Data Science: Why Data Comes Before Science

excerpt


Executive Summary

To get the science right, we have to get the data right.

Ken Black, Knoxville, TN

That is why the word “Data” comes before the word “Science” in the now popular profession of “Data Science”.

Just as we have to learn numbers and how to add, subtract, multiply and divide before we can progress to algebra, geometry, calculus and other forms of advanced math, we need to learn how to get the data right before we can solve business and science problems using advanced techniques.

In this article, I offer some perspectives on the importance of “data skills”. Workers in the field of modern analytics need to have a diverse data skill set that starts with a being able to manipulate data with a multitude of operations such as parsing, joining, filtering, converting, reshaping, aggregating, and a host of other techniques. Additionally, expansive knowledge of database systems that are used to store the data is also very helpful.

Introduction

I have been calling myself a “computational scientist” for many years, long before I ever heard the buzzword “Data Science”. I chose that title because I have specialized for over three decades in serious computer programming and numerical computing to solve scientific and business problems.

The number-crunching types of computing I used to do spanned the realm of numerical models running on PCs up to massively parallel supercomputing applications. Most of these examples required building 4D datasets (x,y,z, time) that could be used as input to simulation models. These models approximated governing equations of various types to make future predictions. This work blended advanced mathematics with computer science and required extensive data preparation and visualization techniques to perform the work.

A long time ago, I learned that to get the science right, the data had to be right. In other words, the data had to come before the science. For this reason, I like the term “Data Science”, although many people think it is just a relatively new buzzword.

If we were interested in learning about the “science of data”, then we really would be talking about a completely different topic and we would be sitting in a computer science class focused on databases or some other closely associated topic.

In working on real-world “Data Science” projects that had millions of dollars at stake, if we made data mistakes, the scientific results would not be valid and we could squander a whole lot of money. Generally, by quantitatively analyzing and visualizing the model output, we could tell if the input data was good, bad or ugly. We always tried to avoid creating ugly input data for the models.

In this article, I want to explain why getting the data right is so important in the field of “Data Science”, although it may not seem to be the sexiest part of the job. For me, however, it is the best and most interesting part of the job.

Background

I’m not an esoteric type of computer scientist that solves obscure problems or performs research deep down certain types of rabbit holes, although some people might think that I am. I use my education, work experience, and software tools at my disposal to solve real-world, data-driven problems. In other words, I work on practical problems that can be better understood or solved by analyzing and visualizing data.

I like to be able to explain to people how the data that I’ve analyzed leads to conclusions that help solve the problems. These problems are now mostly focused on business-related issues, but I periodically return to my scientific roots and do things like this.

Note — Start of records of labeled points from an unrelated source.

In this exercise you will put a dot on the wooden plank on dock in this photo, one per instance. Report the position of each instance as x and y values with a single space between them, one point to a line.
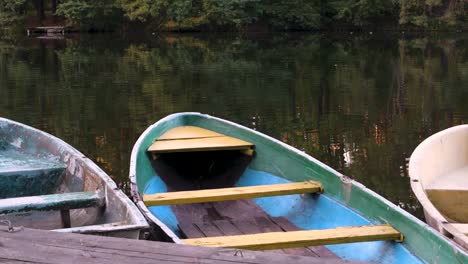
224 194
277 240
39 246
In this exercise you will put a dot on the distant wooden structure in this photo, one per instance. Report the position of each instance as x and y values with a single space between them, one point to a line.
52 30
39 246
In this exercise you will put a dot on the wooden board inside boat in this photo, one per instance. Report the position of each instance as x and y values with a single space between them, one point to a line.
451 203
238 217
190 138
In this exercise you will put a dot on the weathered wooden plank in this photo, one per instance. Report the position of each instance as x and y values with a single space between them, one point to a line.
275 240
451 203
64 201
226 227
462 228
223 194
39 246
267 225
287 226
199 144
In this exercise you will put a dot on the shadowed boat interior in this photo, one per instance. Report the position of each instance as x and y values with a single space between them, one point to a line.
185 167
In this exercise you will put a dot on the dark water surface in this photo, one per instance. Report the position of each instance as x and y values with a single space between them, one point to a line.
361 104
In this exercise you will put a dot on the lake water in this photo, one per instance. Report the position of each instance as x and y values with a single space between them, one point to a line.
360 103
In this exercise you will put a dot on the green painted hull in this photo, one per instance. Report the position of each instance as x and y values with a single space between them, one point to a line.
277 158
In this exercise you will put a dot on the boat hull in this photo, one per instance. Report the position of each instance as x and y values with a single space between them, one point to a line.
438 171
274 158
25 157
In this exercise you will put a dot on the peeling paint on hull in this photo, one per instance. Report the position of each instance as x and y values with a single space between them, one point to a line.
36 164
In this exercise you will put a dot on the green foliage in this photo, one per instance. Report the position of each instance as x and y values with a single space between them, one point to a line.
230 12
11 11
434 14
90 14
363 12
293 14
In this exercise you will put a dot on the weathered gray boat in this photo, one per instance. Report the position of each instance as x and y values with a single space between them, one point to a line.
47 184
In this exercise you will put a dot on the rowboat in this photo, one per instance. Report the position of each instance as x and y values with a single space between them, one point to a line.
47 184
205 181
438 169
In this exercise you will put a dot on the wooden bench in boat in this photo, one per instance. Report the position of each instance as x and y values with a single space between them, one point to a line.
224 194
63 202
190 138
260 222
304 238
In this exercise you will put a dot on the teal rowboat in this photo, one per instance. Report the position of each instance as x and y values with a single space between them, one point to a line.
47 184
201 180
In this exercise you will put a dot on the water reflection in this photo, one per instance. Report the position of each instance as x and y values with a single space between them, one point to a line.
361 105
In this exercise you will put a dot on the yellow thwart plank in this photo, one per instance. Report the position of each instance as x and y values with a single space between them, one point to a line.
214 195
462 228
185 132
199 144
191 138
278 240
451 203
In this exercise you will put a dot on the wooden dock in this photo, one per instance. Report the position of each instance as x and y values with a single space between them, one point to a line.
53 30
39 246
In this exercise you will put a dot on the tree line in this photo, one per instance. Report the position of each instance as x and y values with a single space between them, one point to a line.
234 15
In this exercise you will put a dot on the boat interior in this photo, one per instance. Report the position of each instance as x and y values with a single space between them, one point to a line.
441 169
48 185
207 193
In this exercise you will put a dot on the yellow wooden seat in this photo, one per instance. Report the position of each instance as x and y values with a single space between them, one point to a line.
190 138
293 239
453 203
223 194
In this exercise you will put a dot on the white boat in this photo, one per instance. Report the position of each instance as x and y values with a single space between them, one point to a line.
438 170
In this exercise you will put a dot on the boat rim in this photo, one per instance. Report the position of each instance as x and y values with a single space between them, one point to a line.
345 179
418 190
139 222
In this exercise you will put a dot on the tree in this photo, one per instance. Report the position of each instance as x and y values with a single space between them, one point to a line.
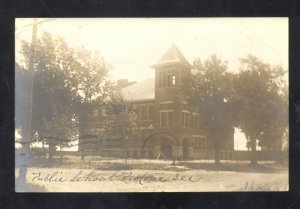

What I have learned through all of these years of solving problems in deadline-driven situations is that getting the data right is crucial, it can be difficult, and it generally is time-consuming. However, the success of almost all data science projects hinges on the quality and applicability of the data being collected to help solve the problem. Before the solution can be obtained, however, the data has got to be right.

As data sets have continued to grow in size and complexity, the questions being asked of the data have also become more intricate and getting the answers is more challenging. Working with the data is now even more vexing unless you have discovered a secret recipe to success. I’ll explain my recipe later in this article.


A Data Science Misconception: Getting the Data Right is Pure Drudgery

I just finished reading an article that opened with this surprising statement:

Wes.JPG

I immediately knew that I was going to enjoy what Wes had to say on this topic because I have been writing about this very issue for a few years.

Now I don’t proclaim to know anything about Wes’s “Pandas”, but I can tell you that I will be learning about this approach to see how it helps us perform “Data Science” activities compared to the way that I currently work. After all, the title of that article makes a bold claim as shown in Figure 1:

Pandas

Figure 1 – I really want to see for myself what the most important tool in data science is!

For now, I’m going to shelve this part of the discussion until I have more time to investigate this claim. I’m sure I’ll have more to say about this in the future.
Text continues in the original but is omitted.